米国では自国優先を前面に打ち出した新大統領が登場し、4月のフランスの大統領選挙では大衆迎合主義勢力の台頭が懸念されている。東アジアや欧州を中心に地政学的な激動が続いており、2017年は政治に振り回される1年になりそうだ。

その一方で経済は活況だ。米国経済は好調であり、それを反映するように先月利上げが実行された。中国は、懸念された自動車生産はあまり落ち込んでおらず経済は順調だ。

当社の主要事業である自動車タイヤ用の合成ゴム、特に低燃費タイヤ用合成ゴム、液晶テレビ製造用材料、そして半導体製造用の材料などは、顧客需要が好調だ。将来の成長をけん引する第3の事業として位置づけているライフサイエンス事業も順調に成長している。また今年度は、当社ABS事業子会社のテクノポリマーとUMG ABS社が事業統合し、日本一のABS樹脂の事業会社が誕生する予定だ。

さらに当社は、世界の先進IT関連企業との取り引きを通じて、AI (人工知能) 、ビッグ・データ、IoTなどのデジタル技術の革命に影響を受けるため、今後、加速度的に起きる産業や社会構造の変化に対応する体制作りに着手し始めている。
社会や産業の構造的な変化によって、企業の在り方、個人の価値観、企業と個人の関係は大きく変わる。Materials Innovationを企業理念に掲げる当社にとっても、デジタル革命は、事業領域だけでなく、会社の仕組み、個人の仕事の内容や位置づけまで大きく変えるものになるだろう。

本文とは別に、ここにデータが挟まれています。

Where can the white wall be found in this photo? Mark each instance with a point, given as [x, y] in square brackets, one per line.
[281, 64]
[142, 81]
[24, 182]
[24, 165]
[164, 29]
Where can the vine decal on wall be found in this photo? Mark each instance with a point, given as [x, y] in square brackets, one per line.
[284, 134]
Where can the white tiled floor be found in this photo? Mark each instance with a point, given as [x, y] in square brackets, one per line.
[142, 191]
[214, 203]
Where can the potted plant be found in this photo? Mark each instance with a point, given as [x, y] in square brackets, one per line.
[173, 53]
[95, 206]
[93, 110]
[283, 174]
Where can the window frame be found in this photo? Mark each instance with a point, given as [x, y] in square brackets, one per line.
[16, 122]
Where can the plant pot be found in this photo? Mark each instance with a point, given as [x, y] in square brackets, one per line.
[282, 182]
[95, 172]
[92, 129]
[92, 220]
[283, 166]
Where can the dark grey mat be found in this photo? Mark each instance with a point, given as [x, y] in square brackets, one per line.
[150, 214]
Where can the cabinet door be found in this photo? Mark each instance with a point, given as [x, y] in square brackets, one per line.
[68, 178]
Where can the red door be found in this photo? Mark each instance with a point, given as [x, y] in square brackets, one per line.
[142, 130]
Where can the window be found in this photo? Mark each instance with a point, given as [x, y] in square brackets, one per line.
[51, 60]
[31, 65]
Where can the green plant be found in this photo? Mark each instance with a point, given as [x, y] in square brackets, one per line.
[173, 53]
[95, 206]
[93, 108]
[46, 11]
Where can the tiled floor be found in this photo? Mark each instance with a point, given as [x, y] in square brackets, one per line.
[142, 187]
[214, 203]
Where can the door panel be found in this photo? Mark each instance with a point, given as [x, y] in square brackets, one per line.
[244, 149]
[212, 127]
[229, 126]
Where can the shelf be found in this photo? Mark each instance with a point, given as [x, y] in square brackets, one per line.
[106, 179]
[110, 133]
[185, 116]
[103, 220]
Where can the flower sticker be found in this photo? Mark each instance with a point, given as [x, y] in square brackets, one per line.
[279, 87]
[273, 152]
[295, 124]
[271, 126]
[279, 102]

若い皆さんに期待するのは、旧世代の社会人とは異なる、多様な価値観、固定観念にとらわれない自由な発想、そしてデジタルネイティブ世代の吸収力と柔軟性だ。 「なぜだろう」 「本当はこうしたらよいのでは」 といったアイディアをお互いに切磋琢磨し、各自が 「いつか自分が会社を変えていこう」 という気概を持って行動をしていってほしい。

最後に職場の安全について触れておきたい。職場の安全は企業活動の大前提だ。我々は安全に出社し、安全に退社して帰宅する 「当たり前の幸せ」 を確保するために労働災害・設備事故撲滅の活動を全社で進めている。皆さんはどんな職場で働いたとしても、グローバルに活躍する 「製造業」 であるJSRの社員だ。そのプライドと責任を保ちつつ、自分の身は自分で守るということを肝に銘じて、元気で活躍してほしい。

最後にみなさんの安全を祈念して唱和しよう。 「ご安全に!」 。